Davalılar, dava konusu taşınmazın Devletin hüküm ve tasarrufu altında olan yerlerden olduğunu ve zilyetlikle kazanım koşullarının oluşmadığını belirtip davanın reddini savunmuşlardır.

III. MAHKEME KARARI

İlk Derece Mahkemesinin yukarıda tarih ve sayısı belirtilen kararıyla; bilirkişi raporunda (A) harfi ile gösterilen dava konusu taşınmazın bir kısmında imar-ihya işlemlerinin hiç olmadığının, bir kısmında henüz iki yıl önce tarımsal faaliyetlere başlandığının, bir kısmının ise kuru dere yatağı olduğunun tespit edildiği, davacının ve asli müdahilin iddialarını ispatlayamadığı gerekçesiyle davanın reddine karar verilmiştir.

IV. İSTİNAF

A. İstinaf Yoluna Başvuranlar

İlk Derece Mahkemesinin yukarıda belirtilen kararına karşı süresi içinde davacı vekili ve asli müdahil vekili istinaf başvurusunda bulunmuştur.

B. İstinaf Sebepleri

1.Davacı vekili istinaf dilekçesinde özetle; eksik araştırma ve inceleme ile hüküm kurulduğunu, aynı köyde tescil harici bırakılan başka taşınmazlar yönünden de dava açtığını, kazandırıcı zamanaşımı ile taşınmaz iktisabına ilişkin yasal koşulların lehine oluştuğunu, asli müdahilin dava konusu taşınmazla bir ilgisinin bulunmadığını, ekilen yeri dahi bilmediğini, taşınmazı kendisi ve çocuklarıyla birlikte temizleyip imar-ihya ederek aralıksız ve nizasız 20-30 yıldır malik sıfatıyla kullandığını, mahalli bilirkişilerden ... ile aileler arasında husumet olduğunu, yine mahalli bilirkişilerden Cemal Yılmazcan ile babası arasında da bir dava bulunduğundan beyanlarının esas alınmaması gerektiğini ileri sürerek kararın kaldırılmasını talep etmiştir.

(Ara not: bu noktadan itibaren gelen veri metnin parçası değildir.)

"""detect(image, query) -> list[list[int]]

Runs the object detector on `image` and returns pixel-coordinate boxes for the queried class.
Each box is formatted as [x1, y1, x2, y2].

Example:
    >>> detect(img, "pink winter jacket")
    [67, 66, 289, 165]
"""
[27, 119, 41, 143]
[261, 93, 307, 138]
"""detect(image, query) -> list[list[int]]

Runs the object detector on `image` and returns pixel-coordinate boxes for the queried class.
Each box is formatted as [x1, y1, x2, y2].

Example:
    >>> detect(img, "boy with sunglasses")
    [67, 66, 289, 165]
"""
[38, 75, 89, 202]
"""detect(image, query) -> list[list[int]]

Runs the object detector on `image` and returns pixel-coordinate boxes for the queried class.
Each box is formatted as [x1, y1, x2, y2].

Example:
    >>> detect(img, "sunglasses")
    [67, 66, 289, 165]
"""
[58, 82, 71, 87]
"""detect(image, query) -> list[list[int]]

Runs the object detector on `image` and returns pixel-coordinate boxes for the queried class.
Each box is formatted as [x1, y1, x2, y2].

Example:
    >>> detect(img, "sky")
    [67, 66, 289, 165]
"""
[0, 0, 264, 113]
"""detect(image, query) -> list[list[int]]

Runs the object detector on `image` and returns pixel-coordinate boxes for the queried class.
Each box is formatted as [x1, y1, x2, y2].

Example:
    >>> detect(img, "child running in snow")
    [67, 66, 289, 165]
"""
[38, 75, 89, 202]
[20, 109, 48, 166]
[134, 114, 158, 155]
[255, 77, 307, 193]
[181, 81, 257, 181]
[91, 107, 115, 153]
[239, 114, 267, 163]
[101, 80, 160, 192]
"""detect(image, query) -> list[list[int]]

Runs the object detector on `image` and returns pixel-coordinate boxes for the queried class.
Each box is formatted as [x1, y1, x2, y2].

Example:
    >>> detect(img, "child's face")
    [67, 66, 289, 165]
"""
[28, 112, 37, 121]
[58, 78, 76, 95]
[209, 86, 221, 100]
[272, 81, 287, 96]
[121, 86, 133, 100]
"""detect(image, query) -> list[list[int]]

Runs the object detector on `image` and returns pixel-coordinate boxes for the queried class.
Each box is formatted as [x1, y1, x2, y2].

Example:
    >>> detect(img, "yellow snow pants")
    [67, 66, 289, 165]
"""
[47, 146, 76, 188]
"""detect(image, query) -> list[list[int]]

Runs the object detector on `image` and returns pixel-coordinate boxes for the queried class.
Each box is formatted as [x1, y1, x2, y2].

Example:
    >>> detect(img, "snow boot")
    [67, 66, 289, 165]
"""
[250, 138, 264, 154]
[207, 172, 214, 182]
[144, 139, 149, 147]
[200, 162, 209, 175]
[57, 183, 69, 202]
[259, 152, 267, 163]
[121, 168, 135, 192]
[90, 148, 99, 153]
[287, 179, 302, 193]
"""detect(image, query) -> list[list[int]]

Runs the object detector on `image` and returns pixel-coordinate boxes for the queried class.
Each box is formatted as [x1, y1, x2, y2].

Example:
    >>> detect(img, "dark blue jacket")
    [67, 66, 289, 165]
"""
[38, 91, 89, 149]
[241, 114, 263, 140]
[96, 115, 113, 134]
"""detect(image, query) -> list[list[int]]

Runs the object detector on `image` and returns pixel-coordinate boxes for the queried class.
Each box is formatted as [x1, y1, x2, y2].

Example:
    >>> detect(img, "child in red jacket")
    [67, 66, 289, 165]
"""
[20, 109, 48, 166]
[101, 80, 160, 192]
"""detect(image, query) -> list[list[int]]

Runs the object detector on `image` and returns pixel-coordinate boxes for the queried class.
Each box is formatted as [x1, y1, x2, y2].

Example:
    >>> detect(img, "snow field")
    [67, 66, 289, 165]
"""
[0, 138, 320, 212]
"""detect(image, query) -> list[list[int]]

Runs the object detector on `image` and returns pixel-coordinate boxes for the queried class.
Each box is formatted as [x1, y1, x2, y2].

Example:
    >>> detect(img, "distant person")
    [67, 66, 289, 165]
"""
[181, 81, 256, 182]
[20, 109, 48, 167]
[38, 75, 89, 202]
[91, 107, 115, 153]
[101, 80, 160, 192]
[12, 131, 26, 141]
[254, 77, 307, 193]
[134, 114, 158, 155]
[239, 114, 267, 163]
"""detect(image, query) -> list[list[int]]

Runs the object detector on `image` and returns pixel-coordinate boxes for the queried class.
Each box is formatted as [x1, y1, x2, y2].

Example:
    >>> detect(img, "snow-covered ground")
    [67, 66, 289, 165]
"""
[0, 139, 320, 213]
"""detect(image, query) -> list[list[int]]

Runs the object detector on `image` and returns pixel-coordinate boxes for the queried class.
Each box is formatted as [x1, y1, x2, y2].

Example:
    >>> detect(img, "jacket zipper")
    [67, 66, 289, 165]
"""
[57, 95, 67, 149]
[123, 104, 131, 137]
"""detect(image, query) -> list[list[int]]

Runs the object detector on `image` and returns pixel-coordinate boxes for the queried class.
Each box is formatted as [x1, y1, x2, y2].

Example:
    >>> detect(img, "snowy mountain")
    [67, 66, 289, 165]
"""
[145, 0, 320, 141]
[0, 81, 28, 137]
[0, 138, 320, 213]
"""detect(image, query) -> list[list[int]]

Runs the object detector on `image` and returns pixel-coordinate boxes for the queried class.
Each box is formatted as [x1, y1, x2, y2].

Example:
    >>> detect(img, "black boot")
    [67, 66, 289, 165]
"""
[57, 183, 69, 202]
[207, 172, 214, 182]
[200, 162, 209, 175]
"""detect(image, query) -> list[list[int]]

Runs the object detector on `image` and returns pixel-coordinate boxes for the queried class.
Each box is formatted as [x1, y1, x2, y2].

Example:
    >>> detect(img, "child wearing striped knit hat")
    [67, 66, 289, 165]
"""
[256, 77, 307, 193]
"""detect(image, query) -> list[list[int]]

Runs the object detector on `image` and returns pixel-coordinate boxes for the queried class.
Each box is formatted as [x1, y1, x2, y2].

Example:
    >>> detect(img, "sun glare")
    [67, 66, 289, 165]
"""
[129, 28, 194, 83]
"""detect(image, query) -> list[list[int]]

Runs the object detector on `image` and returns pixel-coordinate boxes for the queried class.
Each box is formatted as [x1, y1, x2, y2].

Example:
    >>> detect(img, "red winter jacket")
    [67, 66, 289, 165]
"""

2.Asli müdahil vekili istinaf dilekçesinde özetle; dinlenen tanık beyanlarıyla dava konusu taşınmazın 20 yıldır zilyetliğinde olduğunun sabit olduğunu, Mahkemece eksik araştırma sonucunda karar verildiğini, hava fotoğraflarının eksiksiz şekilde dosya arasına alınmadığını, davacının dava konusu yerde hakkının bulunmadığını, zilyetlikle kazanma koşullarının lehine gerçekleştiğini ileri sürerek kararın kaldırılmasını talep etmiştir.

C. Gerekçe ve Sonuç

Bölge Adliye Mahkemesinin yukarıda tarih ve sayısı belirtilen kararı ile; fen bilirkişisi raporunda (A) harfiyle gösterilen 83.892,82 m2'lik dava konusu taşınmaza uygulanan 1992 yılına ait hava fotoğraflarında taşınmaz üzerinde tarımsal faaliyet ve imar ihyanın bulunmadığının belirlendiği, yine taşınmazın (C), (G), (L), (N) harfleriyle gösterilen kısımlarının kuru dere yatağı olduğunun, (K) harfiyle gösterilen kısımda imar-ihya bulunmadığının, (B), (D), (M) harfleriyle gösterilen kısımlarında 2016-2018 yılları arası olmak üzere 2 yıllık imar-ihyanın bulunduğunun, (H) harfiyle gösterilen kısmında ise imar-ihyanın 2010 yılında başladığının ve halen devam ettiğinin belirlendiği, bu belirlemelerin aksine olan yerel bilirkişi ve tanık beyanlarına itibar edilemeyeceği, imar-ihya ve zilyetlikle taşınmaz iktisabına ilişkin koşulları davacı ... asli müdahil lehine gerçekleşmediği, İlk Derece Mahkemesi kararında bir isabetsizlik bulunmadığı gerekçesiyle HMK'nın 353/1.b.1 maddesi gereğince davacı ... asli müdahil vekillerinin istinaf başvurularının esastan reddine reddine karar verilmiştir.

V. TEMYİZ

A. Temyiz Yoluna Başvuranlar

Bölge Adliye Mahkemesinin yukarıda belirtilen kararına karşı süresi içinde davacı vekili ve asli müdahil vekili temyiz isteminde bulunmuştur.

B. Temyiz Sebepleri

1.Davacı vekili temyiz dilekçesinde özetle; istinaf dilekçesinde ileri sürdüğü hususları tekrar ederek kararın bozulmasını talep etmiştir.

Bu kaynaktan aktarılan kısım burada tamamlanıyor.